Phase 5: Impulse Control Games
Impulse control is the ability to resist the urge to do something (like chase a squirrel or eat a dropped sandwich).
The “Leave It” Command
- Put a low-value treat in your closed fist. Present it to the dog.
- They will lick and paw at it. Ignore them.
- The second they pull their head back, say “Yes” and give them a high-value treat from your other hand.
- Repeat until they stop trying to get the treat in the closed hand.
Wait at Thresholds
Never let your high-energy dog bolt out the front door or out of their crate.
- Open the door an inch. If they move toward it, shut it immediately.
- Repeat until they sit and wait while the door is fully open.
- Release them with a specific command like “Free.”
The “Look at Me” Game
Teach your dog that looking at you is more rewarding than looking at distractions.
- Hold a treat out to the side.
- The dog will look at the treat. Wait.
- When they look at your eyes, mark “Yes” and reward.
Read Also: Dog Training & Behavior Management
Advanced Outlets: Dog Sports
If your dog is still overflowing with energy, they might need a hobby. Dog sports are the ultimate way to bond and burn energy.
- Agility: navigating obstacle courses. Great for Border Collies and Aussies.
- Flyball: A relay race involving hurdles and tennis balls. Excellent for ball-obsessed dogs.
- Nosework: Professional scent detection. Great for all dogs, even older ones or those with joint issues.
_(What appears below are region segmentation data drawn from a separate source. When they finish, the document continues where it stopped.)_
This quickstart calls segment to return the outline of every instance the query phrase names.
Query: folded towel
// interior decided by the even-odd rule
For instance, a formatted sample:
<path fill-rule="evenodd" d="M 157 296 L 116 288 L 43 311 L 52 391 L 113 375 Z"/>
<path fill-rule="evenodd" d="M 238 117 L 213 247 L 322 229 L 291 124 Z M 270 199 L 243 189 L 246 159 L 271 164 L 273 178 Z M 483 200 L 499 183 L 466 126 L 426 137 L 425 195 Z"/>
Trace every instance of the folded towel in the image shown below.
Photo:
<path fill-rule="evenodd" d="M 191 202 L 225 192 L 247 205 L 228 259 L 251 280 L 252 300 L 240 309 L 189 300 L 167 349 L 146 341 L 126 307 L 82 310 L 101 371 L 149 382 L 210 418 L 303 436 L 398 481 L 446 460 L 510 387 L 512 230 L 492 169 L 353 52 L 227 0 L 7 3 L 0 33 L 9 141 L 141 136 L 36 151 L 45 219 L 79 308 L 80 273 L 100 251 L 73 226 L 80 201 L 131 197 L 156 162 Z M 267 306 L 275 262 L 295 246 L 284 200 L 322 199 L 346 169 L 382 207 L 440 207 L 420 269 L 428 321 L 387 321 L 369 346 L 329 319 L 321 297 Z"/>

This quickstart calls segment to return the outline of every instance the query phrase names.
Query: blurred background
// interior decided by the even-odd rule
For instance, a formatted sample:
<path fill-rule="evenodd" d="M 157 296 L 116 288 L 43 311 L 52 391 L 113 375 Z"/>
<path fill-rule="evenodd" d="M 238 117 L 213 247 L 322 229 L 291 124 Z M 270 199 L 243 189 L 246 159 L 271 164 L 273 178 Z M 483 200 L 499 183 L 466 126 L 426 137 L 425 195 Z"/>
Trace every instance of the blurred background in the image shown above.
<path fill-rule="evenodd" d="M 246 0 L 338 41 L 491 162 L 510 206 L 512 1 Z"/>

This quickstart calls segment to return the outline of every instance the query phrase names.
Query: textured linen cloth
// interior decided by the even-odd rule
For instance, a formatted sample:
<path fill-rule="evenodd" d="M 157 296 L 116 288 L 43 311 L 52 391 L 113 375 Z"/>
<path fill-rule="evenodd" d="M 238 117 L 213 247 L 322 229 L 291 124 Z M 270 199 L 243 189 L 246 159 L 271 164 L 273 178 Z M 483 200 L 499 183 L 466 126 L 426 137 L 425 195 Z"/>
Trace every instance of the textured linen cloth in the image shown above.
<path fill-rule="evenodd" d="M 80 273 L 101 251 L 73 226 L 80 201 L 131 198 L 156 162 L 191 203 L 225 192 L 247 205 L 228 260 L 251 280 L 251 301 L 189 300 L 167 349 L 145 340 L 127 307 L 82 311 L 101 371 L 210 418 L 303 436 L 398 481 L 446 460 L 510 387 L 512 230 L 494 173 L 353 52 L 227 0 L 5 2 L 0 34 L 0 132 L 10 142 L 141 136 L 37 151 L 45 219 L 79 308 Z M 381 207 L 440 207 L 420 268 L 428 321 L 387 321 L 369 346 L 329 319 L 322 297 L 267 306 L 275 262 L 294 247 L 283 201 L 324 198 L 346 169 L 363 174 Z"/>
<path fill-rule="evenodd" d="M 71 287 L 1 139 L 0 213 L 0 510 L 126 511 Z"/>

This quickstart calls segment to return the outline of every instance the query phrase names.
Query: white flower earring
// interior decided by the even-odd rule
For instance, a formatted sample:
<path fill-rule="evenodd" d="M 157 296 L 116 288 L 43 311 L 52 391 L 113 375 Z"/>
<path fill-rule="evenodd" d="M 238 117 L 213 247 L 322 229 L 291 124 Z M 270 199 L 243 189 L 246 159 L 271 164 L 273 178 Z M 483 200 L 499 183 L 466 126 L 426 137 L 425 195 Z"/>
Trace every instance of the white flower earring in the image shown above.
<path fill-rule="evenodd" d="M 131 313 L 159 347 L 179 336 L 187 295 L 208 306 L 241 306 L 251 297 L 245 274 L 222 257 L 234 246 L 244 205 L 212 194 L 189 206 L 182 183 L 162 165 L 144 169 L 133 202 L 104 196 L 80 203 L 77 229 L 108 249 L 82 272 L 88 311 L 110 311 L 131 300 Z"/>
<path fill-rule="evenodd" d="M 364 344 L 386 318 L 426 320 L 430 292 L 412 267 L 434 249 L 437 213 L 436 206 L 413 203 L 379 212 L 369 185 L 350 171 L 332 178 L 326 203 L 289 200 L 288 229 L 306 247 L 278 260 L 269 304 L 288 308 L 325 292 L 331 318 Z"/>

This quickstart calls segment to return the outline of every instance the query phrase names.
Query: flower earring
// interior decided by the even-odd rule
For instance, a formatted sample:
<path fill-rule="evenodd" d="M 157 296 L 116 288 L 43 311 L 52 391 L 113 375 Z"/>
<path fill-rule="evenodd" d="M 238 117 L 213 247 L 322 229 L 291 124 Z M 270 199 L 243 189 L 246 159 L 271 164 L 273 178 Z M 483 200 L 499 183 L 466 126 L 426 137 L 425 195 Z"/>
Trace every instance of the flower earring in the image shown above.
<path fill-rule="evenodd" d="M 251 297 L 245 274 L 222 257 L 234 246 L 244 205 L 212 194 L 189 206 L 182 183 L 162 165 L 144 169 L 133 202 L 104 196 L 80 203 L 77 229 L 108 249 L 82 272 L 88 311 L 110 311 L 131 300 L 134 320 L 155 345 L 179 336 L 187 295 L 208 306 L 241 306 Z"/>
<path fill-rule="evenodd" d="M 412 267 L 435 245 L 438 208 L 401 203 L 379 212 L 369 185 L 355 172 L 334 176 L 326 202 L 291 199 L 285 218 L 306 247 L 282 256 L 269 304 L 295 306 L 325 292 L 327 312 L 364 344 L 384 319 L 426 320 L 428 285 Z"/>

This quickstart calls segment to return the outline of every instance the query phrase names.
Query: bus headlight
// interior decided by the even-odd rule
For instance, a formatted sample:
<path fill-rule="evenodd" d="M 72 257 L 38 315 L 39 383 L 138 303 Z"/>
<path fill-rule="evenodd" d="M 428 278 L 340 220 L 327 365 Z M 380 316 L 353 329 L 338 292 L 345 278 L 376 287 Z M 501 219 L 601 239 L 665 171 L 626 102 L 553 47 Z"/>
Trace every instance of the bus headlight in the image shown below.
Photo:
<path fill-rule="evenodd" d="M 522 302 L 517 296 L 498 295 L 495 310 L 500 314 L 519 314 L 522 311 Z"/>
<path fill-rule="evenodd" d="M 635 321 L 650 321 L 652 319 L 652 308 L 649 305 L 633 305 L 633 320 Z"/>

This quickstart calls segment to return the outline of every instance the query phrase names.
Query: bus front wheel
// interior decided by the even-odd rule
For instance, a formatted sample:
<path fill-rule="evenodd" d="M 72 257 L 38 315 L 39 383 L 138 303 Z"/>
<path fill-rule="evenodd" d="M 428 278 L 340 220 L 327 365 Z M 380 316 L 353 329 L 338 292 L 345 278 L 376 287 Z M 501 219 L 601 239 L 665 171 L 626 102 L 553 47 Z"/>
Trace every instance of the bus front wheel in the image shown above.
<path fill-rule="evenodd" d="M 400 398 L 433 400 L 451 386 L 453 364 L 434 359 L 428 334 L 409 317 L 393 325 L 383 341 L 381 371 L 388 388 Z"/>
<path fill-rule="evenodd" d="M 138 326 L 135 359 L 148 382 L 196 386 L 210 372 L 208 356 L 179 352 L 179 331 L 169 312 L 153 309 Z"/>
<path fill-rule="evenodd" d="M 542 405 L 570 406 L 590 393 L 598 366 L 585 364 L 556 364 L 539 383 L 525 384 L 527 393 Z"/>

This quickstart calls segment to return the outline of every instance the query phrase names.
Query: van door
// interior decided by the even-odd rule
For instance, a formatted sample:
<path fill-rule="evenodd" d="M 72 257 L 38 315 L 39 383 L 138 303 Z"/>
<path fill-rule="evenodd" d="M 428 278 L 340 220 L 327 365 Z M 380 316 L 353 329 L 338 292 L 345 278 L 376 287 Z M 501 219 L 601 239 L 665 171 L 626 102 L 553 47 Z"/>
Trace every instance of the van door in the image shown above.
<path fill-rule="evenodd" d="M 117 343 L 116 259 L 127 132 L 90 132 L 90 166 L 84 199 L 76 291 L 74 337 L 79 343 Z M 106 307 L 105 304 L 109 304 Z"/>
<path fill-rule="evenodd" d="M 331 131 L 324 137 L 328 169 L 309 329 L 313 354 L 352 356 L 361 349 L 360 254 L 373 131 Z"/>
- Canicross: Running cross-country with your dog attached to a waist belt.
Common Mistakes to Avoid
1. Using Laser Pointers
Never use laser pointers with high-energy dogs. It triggers their prey drive but gives them no closure (they can never “catch” the dot). This can lead to Obsessive-Compulsive Disorder (OCD) behaviors like shadow chasing.
2. Reinforcing Excitement
When you come home, do not use a high-pitched voice and ruffle their ears. This tells the dog that your arrival is a high-arousal event. Instead, ignore the dog for the first 5 minutes until they are calm, then greet them quietly.
3. Inconsistency
If you let them jump on the couch on Friday but yell at them for it on Monday, you will create anxiety. Anxiety manifests as excess energy. Be black and white with your rules.
Conclusion
Training a high-energy dog is a marathon, not a sprint. It is easy to get frustrated when your dog is pacing or whining, but remember that this energy is a gift. The same drive that makes them difficult to live with is what makes them incredible learners and partners.
By implementing a structure that balances physical exertion with mental gymnastics and teaching them the art of doing nothing, you will transform your chaotic roommate into a focused, well-behaved companion. Start small, stick to the routine, and remember: a bored dog is a “bad” dog, but a fulfilled dog is a joy.